Pourtant, nous récitons, nous mettons en œuvre et nous recevons les béatitudes. Nous avons pu, un jour ou l’autre, être au bénéfice d’une « expérience de bonté ». Nous avons été « bienheureux », parce que quelqu’un nous a tendu la main, nourri, guéri, ou parlé, ou tout simplement souri... Il a pu aussi se produire que notre engagement soit en parfaite cohérence avec ce que nous professions. En plus, il peut toujours arriver que l’on fasse un bien qu’on n’a pas voulu, ou que le bien qu’on a commis sciemment soit au-delà de la mesure que nous lui avions donné. Tout prédicateur le sait bien, tout témoin de l’Evangile le sait aussi, qui s’entend parfois – et même assez souvent – être remercié pour des paroles bénies qu’il n’a jamais prononcées, mais qui ont été entendues.
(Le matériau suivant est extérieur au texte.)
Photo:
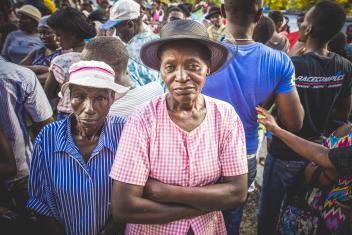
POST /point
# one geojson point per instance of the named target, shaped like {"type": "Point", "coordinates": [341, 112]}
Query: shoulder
{"type": "Point", "coordinates": [148, 112]}
{"type": "Point", "coordinates": [114, 120]}
{"type": "Point", "coordinates": [221, 108]}
{"type": "Point", "coordinates": [16, 72]}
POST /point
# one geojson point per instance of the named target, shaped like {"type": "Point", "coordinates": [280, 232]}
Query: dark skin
{"type": "Point", "coordinates": [7, 159]}
{"type": "Point", "coordinates": [315, 45]}
{"type": "Point", "coordinates": [69, 42]}
{"type": "Point", "coordinates": [27, 24]}
{"type": "Point", "coordinates": [47, 36]}
{"type": "Point", "coordinates": [184, 67]}
{"type": "Point", "coordinates": [311, 151]}
{"type": "Point", "coordinates": [128, 29]}
{"type": "Point", "coordinates": [90, 107]}
{"type": "Point", "coordinates": [291, 112]}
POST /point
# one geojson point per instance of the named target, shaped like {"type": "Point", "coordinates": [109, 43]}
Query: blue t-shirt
{"type": "Point", "coordinates": [248, 79]}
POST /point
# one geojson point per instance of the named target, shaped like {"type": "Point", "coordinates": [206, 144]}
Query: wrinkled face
{"type": "Point", "coordinates": [90, 105]}
{"type": "Point", "coordinates": [306, 26]}
{"type": "Point", "coordinates": [47, 36]}
{"type": "Point", "coordinates": [26, 23]}
{"type": "Point", "coordinates": [215, 20]}
{"type": "Point", "coordinates": [183, 69]}
{"type": "Point", "coordinates": [175, 15]}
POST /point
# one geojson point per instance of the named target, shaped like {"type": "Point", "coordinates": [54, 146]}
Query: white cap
{"type": "Point", "coordinates": [122, 10]}
{"type": "Point", "coordinates": [95, 74]}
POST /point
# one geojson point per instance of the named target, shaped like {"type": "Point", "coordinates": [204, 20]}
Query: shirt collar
{"type": "Point", "coordinates": [64, 141]}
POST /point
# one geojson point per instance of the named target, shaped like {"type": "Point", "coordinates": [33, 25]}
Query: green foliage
{"type": "Point", "coordinates": [303, 4]}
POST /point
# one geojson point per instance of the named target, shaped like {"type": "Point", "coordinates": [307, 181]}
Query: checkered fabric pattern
{"type": "Point", "coordinates": [152, 145]}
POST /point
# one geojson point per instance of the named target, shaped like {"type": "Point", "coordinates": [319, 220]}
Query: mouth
{"type": "Point", "coordinates": [184, 90]}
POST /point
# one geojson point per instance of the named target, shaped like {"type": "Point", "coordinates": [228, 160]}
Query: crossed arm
{"type": "Point", "coordinates": [159, 203]}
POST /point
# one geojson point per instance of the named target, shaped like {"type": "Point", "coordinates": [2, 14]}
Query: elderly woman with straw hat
{"type": "Point", "coordinates": [182, 157]}
{"type": "Point", "coordinates": [69, 183]}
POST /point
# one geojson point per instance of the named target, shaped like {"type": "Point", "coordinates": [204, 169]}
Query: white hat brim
{"type": "Point", "coordinates": [96, 83]}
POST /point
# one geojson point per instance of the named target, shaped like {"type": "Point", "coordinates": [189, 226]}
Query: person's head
{"type": "Point", "coordinates": [29, 17]}
{"type": "Point", "coordinates": [125, 18]}
{"type": "Point", "coordinates": [349, 33]}
{"type": "Point", "coordinates": [111, 51]}
{"type": "Point", "coordinates": [71, 27]}
{"type": "Point", "coordinates": [46, 34]}
{"type": "Point", "coordinates": [244, 13]}
{"type": "Point", "coordinates": [278, 19]}
{"type": "Point", "coordinates": [300, 19]}
{"type": "Point", "coordinates": [186, 8]}
{"type": "Point", "coordinates": [104, 5]}
{"type": "Point", "coordinates": [92, 91]}
{"type": "Point", "coordinates": [264, 30]}
{"type": "Point", "coordinates": [337, 44]}
{"type": "Point", "coordinates": [86, 6]}
{"type": "Point", "coordinates": [185, 56]}
{"type": "Point", "coordinates": [322, 22]}
{"type": "Point", "coordinates": [214, 16]}
{"type": "Point", "coordinates": [174, 13]}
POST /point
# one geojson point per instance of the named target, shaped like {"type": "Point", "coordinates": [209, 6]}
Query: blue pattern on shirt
{"type": "Point", "coordinates": [63, 186]}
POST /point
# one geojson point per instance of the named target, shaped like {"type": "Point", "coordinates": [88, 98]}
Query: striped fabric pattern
{"type": "Point", "coordinates": [20, 94]}
{"type": "Point", "coordinates": [63, 186]}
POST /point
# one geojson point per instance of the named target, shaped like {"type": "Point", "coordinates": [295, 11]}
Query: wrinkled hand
{"type": "Point", "coordinates": [267, 120]}
{"type": "Point", "coordinates": [154, 189]}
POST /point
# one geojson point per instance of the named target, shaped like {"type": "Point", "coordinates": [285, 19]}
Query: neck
{"type": "Point", "coordinates": [78, 47]}
{"type": "Point", "coordinates": [192, 105]}
{"type": "Point", "coordinates": [313, 45]}
{"type": "Point", "coordinates": [84, 133]}
{"type": "Point", "coordinates": [241, 32]}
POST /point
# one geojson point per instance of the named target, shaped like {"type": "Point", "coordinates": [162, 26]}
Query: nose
{"type": "Point", "coordinates": [89, 106]}
{"type": "Point", "coordinates": [181, 75]}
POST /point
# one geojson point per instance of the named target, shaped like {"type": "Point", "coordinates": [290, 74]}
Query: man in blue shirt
{"type": "Point", "coordinates": [253, 75]}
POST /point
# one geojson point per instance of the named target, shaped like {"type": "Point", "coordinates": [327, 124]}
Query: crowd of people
{"type": "Point", "coordinates": [146, 117]}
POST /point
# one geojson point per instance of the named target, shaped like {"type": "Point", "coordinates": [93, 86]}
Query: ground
{"type": "Point", "coordinates": [249, 220]}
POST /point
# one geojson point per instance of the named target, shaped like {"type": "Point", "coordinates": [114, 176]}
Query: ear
{"type": "Point", "coordinates": [130, 24]}
{"type": "Point", "coordinates": [308, 30]}
{"type": "Point", "coordinates": [258, 15]}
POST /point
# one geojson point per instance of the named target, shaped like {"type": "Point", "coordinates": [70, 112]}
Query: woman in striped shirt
{"type": "Point", "coordinates": [69, 183]}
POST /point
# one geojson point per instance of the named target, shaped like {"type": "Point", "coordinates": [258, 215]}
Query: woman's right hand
{"type": "Point", "coordinates": [267, 120]}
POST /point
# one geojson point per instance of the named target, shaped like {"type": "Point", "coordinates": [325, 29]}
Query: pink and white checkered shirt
{"type": "Point", "coordinates": [152, 145]}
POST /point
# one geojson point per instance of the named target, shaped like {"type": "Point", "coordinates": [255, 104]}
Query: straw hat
{"type": "Point", "coordinates": [183, 30]}
{"type": "Point", "coordinates": [30, 11]}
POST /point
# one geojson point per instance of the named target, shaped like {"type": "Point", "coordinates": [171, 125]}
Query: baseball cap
{"type": "Point", "coordinates": [121, 11]}
{"type": "Point", "coordinates": [30, 11]}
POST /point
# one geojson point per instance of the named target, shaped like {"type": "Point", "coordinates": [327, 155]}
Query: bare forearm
{"type": "Point", "coordinates": [144, 211]}
{"type": "Point", "coordinates": [229, 194]}
{"type": "Point", "coordinates": [51, 226]}
{"type": "Point", "coordinates": [309, 150]}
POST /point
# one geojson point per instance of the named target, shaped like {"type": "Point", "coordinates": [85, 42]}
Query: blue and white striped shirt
{"type": "Point", "coordinates": [63, 186]}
Et l’on se voit parfois honoré considérablement pour ce qu’on pense n’avoir été que la moindre des choses.
Ceci pour dire que quelque chose d’essentiel de l’Evangile échappe aux paroles que nous prononçons et aux actions que nous accomplissons. Cela ne nous dispense évidemment de rien. C’est juste un signe que le Christ est vivant, et bien vivant. Et que la modestie d’un petit acte spontané, le presque rien d’un sourire, ou encore les quelques mots d’une timide confession de foi, ceci que des croyants ordinaires peuvent parfaitement accomplir, peut receler en lui toute la puissance du Christ vivant.

Ainsi l’Evangile peut-il être pleinement annoncé par les simples croyants que nous sommes. Qu’il en soit ainsi.